Основные метафоры у Арто окрашены в классически гностические тона. Тело есть разум, обращенный в «материю». Язык же уподобляется телу, отягощающему, деформирующему душу, поскольку это — мысль, обращенная в «материю». Проблема языка, как Арто формулирует ее для себя, идентична проблеме материи. Отвращение, которое вызывает тело, и отталкивающий характер слов — две разновидности одного и того же чувства. Согласно параллелям, установившимся в образах Арто, сексуальность — это развращенная, падшая активность тела, а «литература» — развращенная, низменная активность слов. И хотя Арто никогда не оставлял надежд поставить занятия искусством на службу духовному освобождению, искусство всегда вызывало у него подозрения — как и тело. Подобно надеждам, которые Арто возлагал на тело, чаяния, связывавшиеся им с искусством, обусловлены гностицизмом. Видение тотального искусства по форме сходно с видением искупления тела. («Тело — это тело / оно одиноко / органы ему не нужны», пишет Арто в одном из своих последних стихотворений.) Искусство станет искупительным, когда, подобно искупленному телу, преодолеет себя — лишится органов (жанров), составных частей. В искупленном искусстве, каким представляет его себе Арто, отдельных произведений искусства не будет — лишь одно тотальное арт-пространство, волшебное, пароксизмальное, очистительное и в конечном счете непроницаемое.

В гностицизме — чувствовании, выстроенном скорее вокруг знания (гнозис), нежели веры, — проводится четкое различие между познанием общедоступным и потаенным. Адепт обязан пройти через различные ступени обучения, чтобы удостоиться посвящения в истинное учение. Знание, отождествляемое со способностью к самопреображению — удел лишь немногих. Арто с его гностическим чувствованием, естественно, тянулся к самым разным тайным учениям — одновременно как альтернативе и модели для искусства. В 1930-х годах Арто, эрудит-любитель с неуемной энергией, запоем читал об эзотерических системах алхимии, Таро, каббалы, астрологии, розенкрейцерства. Роднит все эти учения то, что каждое из них представляет собой довольно позднюю, декадентскую перелицовку гностических тем. Модель для своего театра Арто позаимствовал из ренессансной алхимии: подобно алхимическим символам, театр описывает «философские состояния материи» и пытается преобразовать их. Иной пример: карты Таро послужили фундаментом для «Новых откровений бытия», написанных в 1937 году, непосредственно перед его полуторамесячным путешествием по Ирландии; эта книга — последняя из созданных до нервного срыва, результатом которого стало интернирование Арто по возвращении во Францию. Но ни одно из этих давно сформулированных, схематичных и исторически окаменелых тайных учений не могло сравниться с судорогами живого гностического воображения в голове Арто.

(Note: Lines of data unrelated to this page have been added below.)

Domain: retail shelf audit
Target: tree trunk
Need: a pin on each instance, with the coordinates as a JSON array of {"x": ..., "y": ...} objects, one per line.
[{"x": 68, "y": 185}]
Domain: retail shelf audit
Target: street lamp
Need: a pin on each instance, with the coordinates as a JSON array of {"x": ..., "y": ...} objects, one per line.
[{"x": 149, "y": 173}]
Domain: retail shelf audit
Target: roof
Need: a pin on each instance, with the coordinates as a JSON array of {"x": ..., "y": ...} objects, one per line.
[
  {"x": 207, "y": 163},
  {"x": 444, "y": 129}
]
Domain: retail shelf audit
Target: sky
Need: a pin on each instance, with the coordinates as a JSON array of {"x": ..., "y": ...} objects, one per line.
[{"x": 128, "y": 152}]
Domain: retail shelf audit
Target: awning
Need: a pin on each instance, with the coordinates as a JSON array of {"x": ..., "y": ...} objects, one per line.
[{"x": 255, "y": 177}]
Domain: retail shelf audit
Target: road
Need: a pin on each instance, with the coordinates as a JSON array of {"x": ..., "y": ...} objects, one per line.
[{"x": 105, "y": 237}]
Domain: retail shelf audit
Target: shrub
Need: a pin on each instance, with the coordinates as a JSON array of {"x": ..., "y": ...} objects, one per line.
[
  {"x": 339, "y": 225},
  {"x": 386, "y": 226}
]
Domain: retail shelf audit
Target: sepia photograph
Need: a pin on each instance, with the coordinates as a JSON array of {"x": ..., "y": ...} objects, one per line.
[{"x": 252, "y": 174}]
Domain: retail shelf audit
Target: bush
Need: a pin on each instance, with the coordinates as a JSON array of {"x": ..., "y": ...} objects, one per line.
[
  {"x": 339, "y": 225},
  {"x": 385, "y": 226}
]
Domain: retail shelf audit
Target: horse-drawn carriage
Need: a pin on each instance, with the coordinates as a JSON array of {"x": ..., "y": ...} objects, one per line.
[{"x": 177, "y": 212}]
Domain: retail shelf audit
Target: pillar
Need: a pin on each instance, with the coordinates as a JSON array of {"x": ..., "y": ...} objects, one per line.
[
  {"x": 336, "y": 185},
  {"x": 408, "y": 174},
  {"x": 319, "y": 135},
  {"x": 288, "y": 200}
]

По-настоящему интересно только то, что тебя выматывает. Основные идеи Арто выглядят довольно сырыми; свою силу они обретают в запутанной риторике его самоанализа, равного которому в истории гностического воображения нет. И тут мы впервые можем наблюдать за развитием гностической тематики. Творчество Арто в особенности ценно именно тем, что это — первая детальная хроника проживания всей траектории гностической мысли, результатом чего, разумеется, стала ужасная катастрофа.

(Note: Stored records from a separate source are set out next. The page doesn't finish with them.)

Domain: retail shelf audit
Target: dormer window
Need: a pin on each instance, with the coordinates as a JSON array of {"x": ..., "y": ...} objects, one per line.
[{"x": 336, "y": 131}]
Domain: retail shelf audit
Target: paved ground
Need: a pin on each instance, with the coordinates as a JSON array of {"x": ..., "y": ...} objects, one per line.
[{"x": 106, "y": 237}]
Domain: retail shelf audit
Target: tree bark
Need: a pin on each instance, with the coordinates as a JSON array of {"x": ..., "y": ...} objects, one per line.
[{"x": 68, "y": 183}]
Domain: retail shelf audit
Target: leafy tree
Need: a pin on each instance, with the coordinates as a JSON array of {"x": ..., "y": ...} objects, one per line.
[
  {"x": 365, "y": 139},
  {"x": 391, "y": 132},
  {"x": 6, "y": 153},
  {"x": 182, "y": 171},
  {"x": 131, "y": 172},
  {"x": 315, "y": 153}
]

Свое последнее прибежище (исторически и психологически) гностическая мысль обретает в построениях шизофрении. За возвращением Арто из Ирландии во Францию последовали девять лет заключения в психиатрических лечебницах. Свидетельства того периода — в основном письма, которые он отправлял двум главным своим психиатрам в Родезе, доктору Гастону Фердьеру и доктору Жаку Латремольеру — демонстрируют, сколь буквально его мысль следовала за формулами гностицизма. В этих исступленных фантазиях мир становится водоворотом магических субстанций и сил; сознание Арто превращается в театр оглушительной битвы ангелов и демонов, девственников и шлюх. Его ужас перед собственным телом теперь ничем не приглушен, и Арто открыто отождествляет спасение с девственностью, а грех — с сексом. Если его сложные размышления о религии родезского периода могут читаться как метафоры паранойи, то и в паранойе можно усмотреть метафору гностического по своей природе обостренного религиозного чувствования. Литература безумия в ХХ веке сложилась в богатую традицию религиозной литературы — возможно, последнюю самобытную зону подлинно гностических умозаключений.

Когда Арто в 1946 году выпустили из психбольницы, он по-прежнему считал себя жертвой заговора дьявольских сил, объектом бесконтрольных гонений со стороны общества. Хотя волна шизофрении спала и более не захлестывала его с головой, ее основные метафоры никуда не ушли. В оставшиеся ему два года жизни Арто довел их до логического завершения.

В 1944 году, еще в Родезе, Арто суммировал свои гностические возражения против языка в коротком тексте, «Бунт против поэзии». По возвращении в Париж в 1946-м он собирался вновь работать в театре, снова обратиться к вокабулярию жеста и спектакля — но в отведенное ему недолгое время был обречен говорить лишь с помощью языка. В работах последнего периода — почти не поддающихся жанровой классификации: «письма» тут становятся «стихами», перетекающими в «эссе», приобретающие характер «драматических монологов», — Арто производит впечатление человека, пытающегося выпрыгнуть из своей кожи. Фрагменты ясной, пусть и порой сбивчивой аргументации чередуются с пассажами, где на первый план выходит магическая ценность слов, воспринимаемых прежде всего как сырье, чистый звук. (Внимание к звучанию и форме слов — отдельно от их значения — характерно для каббалистических учений книги Зоара, которые Арто изучал в 1930-х.) Обращение к магической ценности слов объясняет отказ Арто от метафоры как основного средства передачи смысла в позднейших стихах. Он требует от языка непосредственного выражения физического человеческого существа. Личность поэта предстает здесь не просто нагой, а освежеванной.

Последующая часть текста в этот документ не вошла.